Is it a programmer's nightmare?
I'll start by saying that I'm not a programmer, I'm just an end-user who wants to get the best performance out of his hardware that he can. To that end, I occasionally download source-code and compile software, using compiler options to tweak settings for my hardware. Recently, I decided to compile SciLab, and in their instructions, they suggested that I use Intel's Math Kernel Library, so I downloaded it, and discovered that it produces sub-optimal code for non-Intel CPU's, so that put the brakes on that idea. Whilst I was on Intel's site, though, I saw their Parallelization library, and thought that it would be the perfect solution to speed up machine learning for trading on the foreign exchange market.
To cut a long story short, after looking at dozens of libraries, and glancing through the OpenCL 2.1 spec, I've come up with an end-user's dream, which goes like this...
I install a program (e.g. SciLab, or R), and, during the installation process it...
1) Queries the host, and installs the appropriate main executable, and associated specialized libraries (MKL for Intel, BLIS, LibM & libflame for AMD).
2) It then queries GPU's, DSP's, etc, and installs the appropriate specialized libraries for that hardware (if they're not already installed as part of the driver package for that hardware).

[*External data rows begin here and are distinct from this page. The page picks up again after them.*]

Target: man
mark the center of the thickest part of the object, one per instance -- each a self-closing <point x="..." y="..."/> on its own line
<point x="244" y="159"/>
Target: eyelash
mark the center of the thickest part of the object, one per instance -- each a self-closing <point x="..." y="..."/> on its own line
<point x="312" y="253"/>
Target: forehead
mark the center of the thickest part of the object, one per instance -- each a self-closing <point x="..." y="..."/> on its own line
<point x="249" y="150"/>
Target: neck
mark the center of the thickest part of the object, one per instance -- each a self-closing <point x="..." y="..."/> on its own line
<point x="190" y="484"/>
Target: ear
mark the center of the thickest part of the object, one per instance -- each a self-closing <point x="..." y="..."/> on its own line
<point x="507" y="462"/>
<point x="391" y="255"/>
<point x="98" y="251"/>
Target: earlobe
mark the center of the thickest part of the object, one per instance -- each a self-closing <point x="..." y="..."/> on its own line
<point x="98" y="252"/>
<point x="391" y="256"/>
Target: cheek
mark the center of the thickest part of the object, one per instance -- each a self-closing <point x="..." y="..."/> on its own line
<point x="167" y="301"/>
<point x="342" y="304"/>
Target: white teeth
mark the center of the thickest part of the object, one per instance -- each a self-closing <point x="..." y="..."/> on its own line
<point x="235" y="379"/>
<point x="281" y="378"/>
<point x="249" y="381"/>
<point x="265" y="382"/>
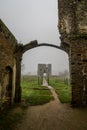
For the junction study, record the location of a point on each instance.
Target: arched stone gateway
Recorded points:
(73, 31)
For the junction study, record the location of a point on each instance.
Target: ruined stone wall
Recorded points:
(73, 30)
(7, 58)
(44, 69)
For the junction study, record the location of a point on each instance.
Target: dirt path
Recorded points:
(54, 116)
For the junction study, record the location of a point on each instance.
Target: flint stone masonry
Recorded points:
(73, 30)
(44, 69)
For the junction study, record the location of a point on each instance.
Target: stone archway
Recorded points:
(7, 85)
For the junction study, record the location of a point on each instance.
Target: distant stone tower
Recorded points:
(44, 69)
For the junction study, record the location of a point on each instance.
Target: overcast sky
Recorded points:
(31, 20)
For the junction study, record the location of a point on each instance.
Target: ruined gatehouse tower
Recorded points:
(73, 30)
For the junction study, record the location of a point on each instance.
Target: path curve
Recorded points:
(54, 116)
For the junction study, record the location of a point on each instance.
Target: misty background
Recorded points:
(30, 20)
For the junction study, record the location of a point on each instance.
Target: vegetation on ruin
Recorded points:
(62, 88)
(33, 93)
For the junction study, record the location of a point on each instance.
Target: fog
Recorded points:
(31, 20)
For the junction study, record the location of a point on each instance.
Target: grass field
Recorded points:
(34, 96)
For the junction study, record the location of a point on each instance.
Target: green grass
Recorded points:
(62, 88)
(33, 93)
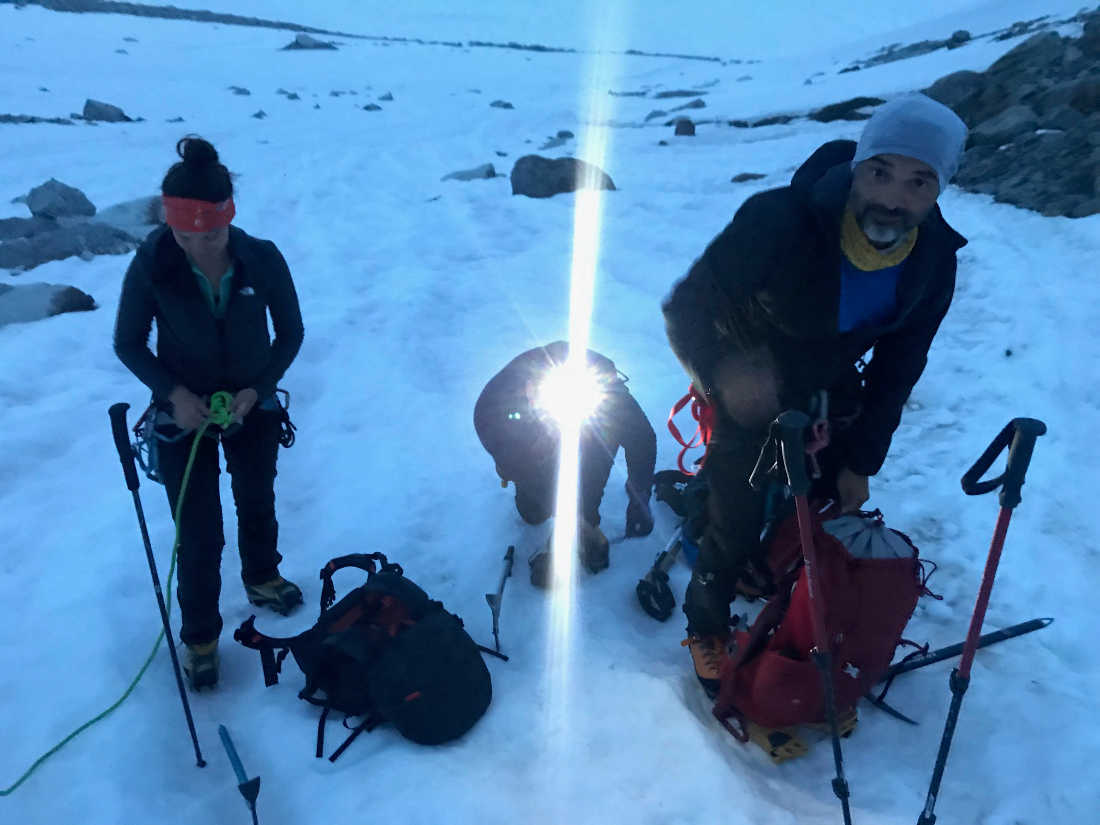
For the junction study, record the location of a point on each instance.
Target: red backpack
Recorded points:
(870, 579)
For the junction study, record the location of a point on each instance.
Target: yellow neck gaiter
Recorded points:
(862, 254)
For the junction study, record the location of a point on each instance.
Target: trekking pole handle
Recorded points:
(118, 416)
(790, 429)
(1019, 436)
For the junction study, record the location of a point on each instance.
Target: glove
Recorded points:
(639, 520)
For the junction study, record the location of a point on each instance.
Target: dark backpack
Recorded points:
(870, 579)
(384, 652)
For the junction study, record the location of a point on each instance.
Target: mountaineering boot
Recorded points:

During operation, it uses the host's parallelization library to schedule tasks between the CPU and other hardware, but, to prevent vendor games, it should not know the vendorID, just that hardware's capabilities. If the other hardware has its own parellelization library, it uses that as needed. Each hardware driver would have optimization codes for the JIT compiler to use when compiling kernels for its discrete compute units.
Am I asking too much? Am I being greedy? From what I've read, (and from what little I really understand), vendors would provide low-level libraries that get the best performance out of their hardware, OpenCL aims to use the appropriate libraries, and the application programmer doesn't have to worry about each piece of hardware's idiosyncrasies.
That's all I can come up with at the moment.